Here you can see a Perl one liner with the basic logic for your needs. You can do this with Perl, awk or Python and will be more or less the same

This is your toy line to practice with echo (printing the text to parse with the oneliner) a pipe (|) for redirecting the echo to the perl oneliner, and the perl one liner itself

$ echo '>2624749465 radical S-adenosyl methionine domain-containing protein 2 [Selenomonas ruminatium S137 : Ga0066891_103]' | perl -lane '($id, $g, $sp)=$_=~/^>(\d+)[^\[]+\[(\w+)\s(\w+)/; print ">" . join("_", $id, $g,$sp) . " ". join(" ", @F[1..$#F]) '

Explaining the one liner:

# I am capturing the three components I want to join ($id, $g, $sp)=$_=~/^>(\d+)[^\[]+\[(\w+)\s(\w+)/

# then join them together with "_" and adding the ">" at the beginning of the line print ">" . join("_", $id, $g,$sp)

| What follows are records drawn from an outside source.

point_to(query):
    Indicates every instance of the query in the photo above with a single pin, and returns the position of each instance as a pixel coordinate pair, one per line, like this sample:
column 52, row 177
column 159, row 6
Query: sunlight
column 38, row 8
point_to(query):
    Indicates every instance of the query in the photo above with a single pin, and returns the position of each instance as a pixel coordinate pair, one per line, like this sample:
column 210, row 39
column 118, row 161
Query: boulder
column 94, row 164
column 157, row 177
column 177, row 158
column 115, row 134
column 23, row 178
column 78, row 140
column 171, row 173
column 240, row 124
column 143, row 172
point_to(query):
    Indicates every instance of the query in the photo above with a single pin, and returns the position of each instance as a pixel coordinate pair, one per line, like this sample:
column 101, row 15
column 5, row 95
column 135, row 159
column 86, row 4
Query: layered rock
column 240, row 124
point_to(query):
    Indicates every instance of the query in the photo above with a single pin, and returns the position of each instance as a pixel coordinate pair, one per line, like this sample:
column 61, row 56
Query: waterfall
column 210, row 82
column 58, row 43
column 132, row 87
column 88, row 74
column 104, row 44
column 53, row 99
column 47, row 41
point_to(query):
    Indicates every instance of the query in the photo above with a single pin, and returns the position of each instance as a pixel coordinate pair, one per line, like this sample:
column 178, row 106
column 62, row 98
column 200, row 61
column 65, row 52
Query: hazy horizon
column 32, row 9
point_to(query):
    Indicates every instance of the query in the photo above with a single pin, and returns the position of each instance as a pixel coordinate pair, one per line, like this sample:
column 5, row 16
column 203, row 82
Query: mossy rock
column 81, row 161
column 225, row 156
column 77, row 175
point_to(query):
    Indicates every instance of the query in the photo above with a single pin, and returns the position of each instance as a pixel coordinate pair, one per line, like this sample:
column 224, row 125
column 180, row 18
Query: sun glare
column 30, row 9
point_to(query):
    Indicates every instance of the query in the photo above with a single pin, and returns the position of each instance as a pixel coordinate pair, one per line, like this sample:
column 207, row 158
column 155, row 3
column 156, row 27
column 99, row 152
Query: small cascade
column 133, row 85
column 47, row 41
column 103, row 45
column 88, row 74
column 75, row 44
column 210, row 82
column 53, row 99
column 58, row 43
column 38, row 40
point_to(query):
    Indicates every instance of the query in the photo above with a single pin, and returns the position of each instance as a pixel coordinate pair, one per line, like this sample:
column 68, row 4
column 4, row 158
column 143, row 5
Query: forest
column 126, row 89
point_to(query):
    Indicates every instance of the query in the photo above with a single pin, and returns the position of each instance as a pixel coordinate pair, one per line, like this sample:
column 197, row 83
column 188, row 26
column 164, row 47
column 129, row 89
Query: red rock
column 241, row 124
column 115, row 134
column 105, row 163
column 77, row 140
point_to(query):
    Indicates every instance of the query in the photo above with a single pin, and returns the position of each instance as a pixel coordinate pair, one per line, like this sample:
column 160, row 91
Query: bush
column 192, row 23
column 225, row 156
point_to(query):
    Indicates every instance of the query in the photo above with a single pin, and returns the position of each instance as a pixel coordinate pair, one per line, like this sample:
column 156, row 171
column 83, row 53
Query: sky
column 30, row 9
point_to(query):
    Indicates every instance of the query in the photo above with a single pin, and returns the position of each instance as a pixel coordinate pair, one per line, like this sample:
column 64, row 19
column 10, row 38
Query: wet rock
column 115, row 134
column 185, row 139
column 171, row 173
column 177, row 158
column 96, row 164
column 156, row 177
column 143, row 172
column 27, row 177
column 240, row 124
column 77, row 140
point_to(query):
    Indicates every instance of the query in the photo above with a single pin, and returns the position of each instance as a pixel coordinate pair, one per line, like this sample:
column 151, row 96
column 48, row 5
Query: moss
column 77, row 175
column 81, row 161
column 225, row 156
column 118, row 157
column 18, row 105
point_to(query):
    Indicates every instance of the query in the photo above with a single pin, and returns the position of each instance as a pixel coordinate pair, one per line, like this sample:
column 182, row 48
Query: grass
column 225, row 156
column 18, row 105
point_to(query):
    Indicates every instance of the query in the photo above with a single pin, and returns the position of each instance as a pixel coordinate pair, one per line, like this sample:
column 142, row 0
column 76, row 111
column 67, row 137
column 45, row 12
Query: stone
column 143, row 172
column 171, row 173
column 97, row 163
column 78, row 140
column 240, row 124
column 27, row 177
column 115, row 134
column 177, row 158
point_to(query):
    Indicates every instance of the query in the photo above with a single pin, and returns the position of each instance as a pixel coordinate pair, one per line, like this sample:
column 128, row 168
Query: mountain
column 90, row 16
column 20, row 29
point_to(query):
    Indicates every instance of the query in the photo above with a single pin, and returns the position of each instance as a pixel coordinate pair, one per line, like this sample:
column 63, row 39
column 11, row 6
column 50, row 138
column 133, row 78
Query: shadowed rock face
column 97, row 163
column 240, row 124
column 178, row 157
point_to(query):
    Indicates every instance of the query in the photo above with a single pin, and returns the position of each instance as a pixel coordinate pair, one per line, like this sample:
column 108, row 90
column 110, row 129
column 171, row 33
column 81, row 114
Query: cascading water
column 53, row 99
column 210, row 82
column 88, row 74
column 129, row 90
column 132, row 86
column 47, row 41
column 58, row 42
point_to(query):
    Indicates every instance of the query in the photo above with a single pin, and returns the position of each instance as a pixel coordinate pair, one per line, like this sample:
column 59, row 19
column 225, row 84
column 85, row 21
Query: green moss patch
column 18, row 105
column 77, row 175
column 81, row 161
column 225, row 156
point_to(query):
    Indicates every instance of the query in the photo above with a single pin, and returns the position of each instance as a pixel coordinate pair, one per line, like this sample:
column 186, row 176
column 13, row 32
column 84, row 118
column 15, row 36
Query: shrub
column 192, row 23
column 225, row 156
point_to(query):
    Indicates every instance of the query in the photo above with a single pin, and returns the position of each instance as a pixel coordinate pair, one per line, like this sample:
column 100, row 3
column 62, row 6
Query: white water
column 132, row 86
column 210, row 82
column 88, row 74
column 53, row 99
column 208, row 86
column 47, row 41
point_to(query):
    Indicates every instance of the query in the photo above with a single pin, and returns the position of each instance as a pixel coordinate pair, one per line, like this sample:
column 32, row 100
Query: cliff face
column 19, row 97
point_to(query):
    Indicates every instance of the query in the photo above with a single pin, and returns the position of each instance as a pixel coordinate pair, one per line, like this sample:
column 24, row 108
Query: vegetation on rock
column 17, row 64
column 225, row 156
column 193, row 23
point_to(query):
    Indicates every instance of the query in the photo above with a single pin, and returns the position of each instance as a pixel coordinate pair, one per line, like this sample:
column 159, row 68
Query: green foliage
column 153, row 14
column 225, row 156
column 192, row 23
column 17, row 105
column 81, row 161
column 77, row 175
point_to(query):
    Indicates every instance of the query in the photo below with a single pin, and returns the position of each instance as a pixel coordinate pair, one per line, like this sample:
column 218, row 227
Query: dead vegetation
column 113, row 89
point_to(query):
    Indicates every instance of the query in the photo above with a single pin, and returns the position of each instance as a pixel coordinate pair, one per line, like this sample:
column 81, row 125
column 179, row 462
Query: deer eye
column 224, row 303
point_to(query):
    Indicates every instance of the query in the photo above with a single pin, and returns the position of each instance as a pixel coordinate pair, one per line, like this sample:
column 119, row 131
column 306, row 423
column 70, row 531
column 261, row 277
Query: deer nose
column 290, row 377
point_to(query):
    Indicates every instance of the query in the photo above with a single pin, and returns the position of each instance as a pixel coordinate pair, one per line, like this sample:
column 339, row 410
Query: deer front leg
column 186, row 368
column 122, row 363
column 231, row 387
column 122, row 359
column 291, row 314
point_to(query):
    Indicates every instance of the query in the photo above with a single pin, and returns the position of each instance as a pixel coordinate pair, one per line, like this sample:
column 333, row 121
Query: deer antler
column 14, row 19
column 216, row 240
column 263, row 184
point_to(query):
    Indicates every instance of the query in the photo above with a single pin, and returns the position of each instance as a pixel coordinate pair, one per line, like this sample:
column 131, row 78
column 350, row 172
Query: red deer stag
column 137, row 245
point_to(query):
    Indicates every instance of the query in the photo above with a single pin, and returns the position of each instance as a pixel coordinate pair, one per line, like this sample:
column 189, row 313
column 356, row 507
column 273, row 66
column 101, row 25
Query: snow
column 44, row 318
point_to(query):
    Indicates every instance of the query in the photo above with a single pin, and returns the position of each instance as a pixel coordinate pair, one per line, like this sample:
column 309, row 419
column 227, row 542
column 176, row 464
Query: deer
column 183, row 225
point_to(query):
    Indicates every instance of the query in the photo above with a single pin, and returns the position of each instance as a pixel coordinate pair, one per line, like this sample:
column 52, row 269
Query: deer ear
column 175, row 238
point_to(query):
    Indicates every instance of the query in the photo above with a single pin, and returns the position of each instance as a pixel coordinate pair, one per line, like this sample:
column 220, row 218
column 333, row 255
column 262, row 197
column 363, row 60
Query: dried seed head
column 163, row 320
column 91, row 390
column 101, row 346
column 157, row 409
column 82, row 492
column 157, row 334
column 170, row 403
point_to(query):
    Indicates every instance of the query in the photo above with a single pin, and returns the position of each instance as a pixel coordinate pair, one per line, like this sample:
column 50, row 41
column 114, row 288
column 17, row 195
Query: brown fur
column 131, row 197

With this you have your id changed, but is nice to leave the full description as the fasta comment so I added the . " ". join(" ", @F[1..$#F])

In Perl one liners the option "-a" split the text by spaces and you can access them from the array @F, in this case I am getting all the elemnts of this array except the first one (index 0) so I made a range ".." from the second element (index 1) to the last element of the array (in per defined with $#F) @F[1..$#F]

Third: create a small test file

 $ cat fasta.fa 
>1 radical S-adenosyl methionine domain-containing protein 2 [Selenomonas ruminatium S137 : Ga0066891_103]
actgtggtgtgt
atgtgtagtag
ayhyh
>2 radical S-adenosyl methionine domain-containing protein 2 [Selenomonas ruminatium S137 : Ga0066891_103]
actgtacgtacgtagctagctag
acgtagctagctagtcgatcgat

Fourth: create the program

You can use the magic of Perl inline update "-i" flag and change the file in situ and create a backup file with the wanted extension (.back here). So your original code will be in file fasta.back and the updated one in the fasta.fa

 $ perl -i.back  -lane 'if (/^>/) { ($id, $g, $sp)=$_=~/^>(\w+)[^\[]+\[(\w+)\s(\w+)/; print join("_", $id, $g,$sp) . " ". join(" ", @F[1..$#F])} else {print} ' fasta.fa
 $ cat fasta.fa
>1_Selenomonas_ruminatium radical S-adenosyl methionine domain-containing protein 2 [Selenomonas ruminatium S137 : Ga0066891_103]
actgtggtgtgt
atgtgtagtag
ayhyh
>2_Selenomonas_ruminatium radical S-adenosyl methionine domain-containing protein 2 [Selenomonas ruminatium S137 : Ga0066891_103]
actgtacgtacgtagctagctag
acgtagctagctagtcgatcgat

Final remark. I will recommend you to learn Python and bash if you are processing data or doing bioinformatics. I am using Perl here as a better grep/awk and allowing me to do a quick transform in a one line (not the best pedagogic approach, but I as I said at the start, this was not a straight answer). You can learn more about this Perl one liners at https://www.manning.com/books/minimal-perl. Nevertheless I will recommend you to practice creating a Python program with regular expressions and reading line by line your fasta in order to practice your text mining skills.